According to the monk who has stayed in the same place for forty years, there is a nun who has also stayed in the same place for forty years, and like the monk, for forty years she has been examining the ways her mind forms attachments to its ideas and images, which she calls her self. The monk says that from where he has stayed for the past forty years, he can see the small hut where the nun has stayed, and the nun, when she comes out of her hut and looks a bit farther up the mountain, can see the monk’s hut. So it seems that one of the things I have been examining, says the monk, is my attachment to seeing the nun’s hut, and to seeing the nun come out and look up. I know that one day the nun will not come out of her hut, and soon after that day, the wind will have blown her hut to rubble, and rain will have washed the rubble down the mountain. The monk says that when he finds himself looking forward to seeing the nun’s hut and the nun, he thinks about the hut being reduced one day to rubble, and the rubble being pulled slowly and inevitably down to the base of the mountain, where the monk’s hut will also one day collect. And, the monk says, I have little doubt that the nun is similarly examining her mind’s attachments to seeing my hut, for she will also know, being as devoted as she is to careful and honest examination of all her mind’s fabrications, that my hut is bound in time to be reduced to rubble, just as hers is.
But it happened once, says the monk, that several days passed without the nun emerging from her hut, and my mind, being less disciplined than it is now, began spinning story after story about how the nun had died, or was lying gravely ill inside her hut. Having made a hut in his mind for the nun, a hut that was just as real to the monk as the nun’s actual hut from which she had not emerged for several days, the monk could not tolerate a discrepancy between the nun’s hut in his mind and the nun’s actual hut, so he gathered a small bag of supplies for a day away from his hut and hastily began walking down the rocky path toward the nun’s actual hut, the nun’s hut in his mind having no path along which the monk might walk to access it.
When I came to the nun’s hut, the monk says, I stood a distance from her doorway so that I might consider whether I really should enter it.

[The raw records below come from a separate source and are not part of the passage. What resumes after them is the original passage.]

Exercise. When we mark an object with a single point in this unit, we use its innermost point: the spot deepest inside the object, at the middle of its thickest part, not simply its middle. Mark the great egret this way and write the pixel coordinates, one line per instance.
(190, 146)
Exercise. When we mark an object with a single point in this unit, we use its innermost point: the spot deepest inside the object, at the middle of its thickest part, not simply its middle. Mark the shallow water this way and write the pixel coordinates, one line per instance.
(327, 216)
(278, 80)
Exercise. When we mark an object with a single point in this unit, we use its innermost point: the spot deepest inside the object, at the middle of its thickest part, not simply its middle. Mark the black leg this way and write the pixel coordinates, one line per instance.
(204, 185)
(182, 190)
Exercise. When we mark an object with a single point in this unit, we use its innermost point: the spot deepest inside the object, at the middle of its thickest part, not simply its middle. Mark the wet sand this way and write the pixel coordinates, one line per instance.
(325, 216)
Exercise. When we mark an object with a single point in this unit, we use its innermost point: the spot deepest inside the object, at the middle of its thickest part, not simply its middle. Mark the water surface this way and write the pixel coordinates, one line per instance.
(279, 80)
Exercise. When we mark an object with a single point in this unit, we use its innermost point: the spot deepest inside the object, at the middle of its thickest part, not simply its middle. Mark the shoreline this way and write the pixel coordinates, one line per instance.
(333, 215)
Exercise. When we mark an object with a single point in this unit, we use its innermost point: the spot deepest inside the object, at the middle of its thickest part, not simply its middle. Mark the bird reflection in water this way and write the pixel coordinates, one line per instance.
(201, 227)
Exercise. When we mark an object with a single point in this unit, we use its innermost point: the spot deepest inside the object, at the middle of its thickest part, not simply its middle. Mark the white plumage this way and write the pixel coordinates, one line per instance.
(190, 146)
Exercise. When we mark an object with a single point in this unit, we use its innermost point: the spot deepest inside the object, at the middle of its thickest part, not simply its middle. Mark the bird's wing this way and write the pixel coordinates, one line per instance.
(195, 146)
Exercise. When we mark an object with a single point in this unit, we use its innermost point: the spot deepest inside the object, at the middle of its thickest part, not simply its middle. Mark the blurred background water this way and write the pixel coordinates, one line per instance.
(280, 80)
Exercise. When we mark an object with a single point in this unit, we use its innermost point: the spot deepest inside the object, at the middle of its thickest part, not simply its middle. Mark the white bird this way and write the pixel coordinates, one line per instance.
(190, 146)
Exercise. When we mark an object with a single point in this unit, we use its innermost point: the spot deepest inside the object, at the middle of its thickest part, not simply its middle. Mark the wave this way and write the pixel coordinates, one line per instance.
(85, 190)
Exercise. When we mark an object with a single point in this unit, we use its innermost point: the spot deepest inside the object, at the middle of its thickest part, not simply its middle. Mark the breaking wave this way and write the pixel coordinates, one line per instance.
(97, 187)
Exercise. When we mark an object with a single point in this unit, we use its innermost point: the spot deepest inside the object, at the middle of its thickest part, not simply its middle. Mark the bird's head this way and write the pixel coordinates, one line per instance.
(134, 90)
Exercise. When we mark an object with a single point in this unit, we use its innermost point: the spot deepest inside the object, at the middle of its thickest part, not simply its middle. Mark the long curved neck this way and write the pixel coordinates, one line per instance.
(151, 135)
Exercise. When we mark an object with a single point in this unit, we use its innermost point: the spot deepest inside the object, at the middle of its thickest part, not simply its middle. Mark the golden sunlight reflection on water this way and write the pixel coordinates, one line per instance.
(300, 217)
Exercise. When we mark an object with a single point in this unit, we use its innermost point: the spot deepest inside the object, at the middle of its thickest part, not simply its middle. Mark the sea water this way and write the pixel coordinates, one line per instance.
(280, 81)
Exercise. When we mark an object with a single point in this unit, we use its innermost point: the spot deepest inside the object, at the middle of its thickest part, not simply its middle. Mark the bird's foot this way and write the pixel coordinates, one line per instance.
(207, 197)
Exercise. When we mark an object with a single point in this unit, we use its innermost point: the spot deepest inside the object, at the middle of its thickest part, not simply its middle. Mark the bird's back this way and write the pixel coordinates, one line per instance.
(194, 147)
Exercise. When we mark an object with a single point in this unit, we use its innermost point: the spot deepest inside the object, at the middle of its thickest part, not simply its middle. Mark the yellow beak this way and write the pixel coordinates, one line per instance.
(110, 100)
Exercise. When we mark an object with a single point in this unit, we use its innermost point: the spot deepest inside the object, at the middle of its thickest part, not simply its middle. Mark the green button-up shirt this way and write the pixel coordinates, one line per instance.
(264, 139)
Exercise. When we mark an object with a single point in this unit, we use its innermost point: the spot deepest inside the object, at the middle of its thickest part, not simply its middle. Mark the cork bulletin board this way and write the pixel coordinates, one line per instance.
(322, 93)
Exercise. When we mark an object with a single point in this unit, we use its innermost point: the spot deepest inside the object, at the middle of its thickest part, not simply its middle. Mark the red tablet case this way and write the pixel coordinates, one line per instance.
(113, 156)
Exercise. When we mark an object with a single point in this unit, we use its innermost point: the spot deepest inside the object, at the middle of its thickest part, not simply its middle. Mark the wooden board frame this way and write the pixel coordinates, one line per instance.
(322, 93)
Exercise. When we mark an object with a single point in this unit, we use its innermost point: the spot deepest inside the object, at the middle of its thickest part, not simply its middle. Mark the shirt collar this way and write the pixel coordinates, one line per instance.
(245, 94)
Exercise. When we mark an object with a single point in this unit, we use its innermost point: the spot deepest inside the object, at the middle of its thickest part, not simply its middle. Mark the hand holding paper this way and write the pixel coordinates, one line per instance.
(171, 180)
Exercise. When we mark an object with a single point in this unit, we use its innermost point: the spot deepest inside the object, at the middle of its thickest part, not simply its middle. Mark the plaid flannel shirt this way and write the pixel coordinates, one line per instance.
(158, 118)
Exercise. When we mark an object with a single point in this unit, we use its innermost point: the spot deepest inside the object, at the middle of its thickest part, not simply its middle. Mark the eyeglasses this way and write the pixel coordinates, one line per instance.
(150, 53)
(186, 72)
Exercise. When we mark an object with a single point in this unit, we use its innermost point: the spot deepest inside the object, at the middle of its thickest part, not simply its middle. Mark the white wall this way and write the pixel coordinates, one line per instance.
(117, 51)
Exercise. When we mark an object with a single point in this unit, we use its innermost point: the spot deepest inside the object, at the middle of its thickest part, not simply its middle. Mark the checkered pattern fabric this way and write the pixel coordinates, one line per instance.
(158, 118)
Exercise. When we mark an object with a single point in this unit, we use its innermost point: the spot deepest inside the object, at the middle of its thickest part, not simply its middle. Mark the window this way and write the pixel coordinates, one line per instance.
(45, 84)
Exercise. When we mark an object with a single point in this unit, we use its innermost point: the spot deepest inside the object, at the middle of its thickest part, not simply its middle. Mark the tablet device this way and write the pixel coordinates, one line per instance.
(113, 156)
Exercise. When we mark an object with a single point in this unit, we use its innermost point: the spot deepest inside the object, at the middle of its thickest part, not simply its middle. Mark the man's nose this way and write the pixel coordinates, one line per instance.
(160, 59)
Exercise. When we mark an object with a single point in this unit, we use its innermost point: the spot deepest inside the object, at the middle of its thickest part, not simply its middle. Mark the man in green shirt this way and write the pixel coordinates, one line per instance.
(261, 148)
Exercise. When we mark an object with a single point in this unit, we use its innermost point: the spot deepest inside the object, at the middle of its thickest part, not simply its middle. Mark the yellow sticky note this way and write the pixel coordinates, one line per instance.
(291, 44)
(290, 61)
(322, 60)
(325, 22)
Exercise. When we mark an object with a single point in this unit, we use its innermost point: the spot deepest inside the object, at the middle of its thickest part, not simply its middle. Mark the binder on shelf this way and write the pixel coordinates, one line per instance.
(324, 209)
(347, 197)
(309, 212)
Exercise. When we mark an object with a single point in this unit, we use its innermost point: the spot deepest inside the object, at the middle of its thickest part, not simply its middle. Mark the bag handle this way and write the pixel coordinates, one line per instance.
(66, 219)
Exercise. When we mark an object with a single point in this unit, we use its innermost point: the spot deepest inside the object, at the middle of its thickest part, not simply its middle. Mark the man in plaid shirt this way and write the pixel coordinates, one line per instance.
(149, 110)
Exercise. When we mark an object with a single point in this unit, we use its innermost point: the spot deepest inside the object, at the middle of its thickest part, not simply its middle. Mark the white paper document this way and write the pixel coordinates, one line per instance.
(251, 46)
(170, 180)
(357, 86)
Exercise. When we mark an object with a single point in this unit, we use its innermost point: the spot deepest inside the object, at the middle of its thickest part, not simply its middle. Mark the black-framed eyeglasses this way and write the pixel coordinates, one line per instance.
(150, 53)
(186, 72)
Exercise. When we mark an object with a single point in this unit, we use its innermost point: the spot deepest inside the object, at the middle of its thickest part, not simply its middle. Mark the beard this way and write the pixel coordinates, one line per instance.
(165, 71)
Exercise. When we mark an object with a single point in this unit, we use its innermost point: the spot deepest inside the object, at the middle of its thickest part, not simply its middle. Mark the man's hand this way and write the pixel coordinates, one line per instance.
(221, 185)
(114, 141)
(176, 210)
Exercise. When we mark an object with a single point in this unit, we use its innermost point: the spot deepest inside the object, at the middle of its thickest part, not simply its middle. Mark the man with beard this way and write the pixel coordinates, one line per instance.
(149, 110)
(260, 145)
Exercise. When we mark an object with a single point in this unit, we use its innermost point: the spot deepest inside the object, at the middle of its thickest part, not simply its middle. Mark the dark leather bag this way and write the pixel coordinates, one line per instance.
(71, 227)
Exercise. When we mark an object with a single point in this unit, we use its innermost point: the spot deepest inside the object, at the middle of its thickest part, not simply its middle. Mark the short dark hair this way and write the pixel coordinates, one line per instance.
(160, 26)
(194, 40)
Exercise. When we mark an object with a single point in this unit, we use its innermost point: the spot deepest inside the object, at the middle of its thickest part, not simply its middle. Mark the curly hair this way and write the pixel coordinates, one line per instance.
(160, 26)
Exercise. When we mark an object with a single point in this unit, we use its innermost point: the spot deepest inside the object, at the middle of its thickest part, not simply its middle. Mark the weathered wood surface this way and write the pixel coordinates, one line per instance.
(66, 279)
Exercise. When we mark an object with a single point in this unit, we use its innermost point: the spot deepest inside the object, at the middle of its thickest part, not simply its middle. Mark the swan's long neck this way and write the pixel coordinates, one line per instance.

Seeing that nothing would block my way, that the doorway was not barred, and no curtain obscured the hut’s interior from my gaze, I decided that it was the same to gaze as it was to enter, so I began walking toward the doorway of her hut.
While he was paused in the doorway to allow his eyes to adjust to the dark interior, he tried to detect an odor of the nun, perhaps what she had recently eaten, or what she had rubbed on her skin to protect it from the sun. But he could not smell anything except the hut—an odor of dust and mountain.
When my eyes had adjusted and I could see the far wall of the nun’s hut, which really wasn’t so far from where I stood as the hut was quite small, says the monk, I entered and saw that the hut was empty. There was no sign of the nun or any sign that she had recently been there. There were no clothes, there were no strands of hair. No bits of food, no books containing words of insight. There was nothing except bare walls and bare floor, so I had to conclude that the nun had not been there for a very long time.
Nevertheless, says the monk, the next morning I saw the nun emerge from her hut carrying her bucket, and I watched her set off down the path toward the stream where she fills her bucket with water. A bit later I saw her coming back along the path carrying her bucket, which was now full of water, and which she carried into her hut. And that evening I saw her emerge with the same bucket and set off again down the path toward water. And every morning and evening since then, I have watched the nun emerge from her hut carrying her bucket. And so it seems I have formed quite a powerful attachment to the nun and her comings and goings, and though I sit all day and most of each night in silence so that I can accurately perceive the workings of my mind, all of the images and ideas it clings to as if these were as real as the mountain on which I sit, something among them has so far eluded me, and I can no longer see any difference between the nun’s hut in my mind and the nun’s actual hut, which I suspect by now is rubble at the base of the mountain.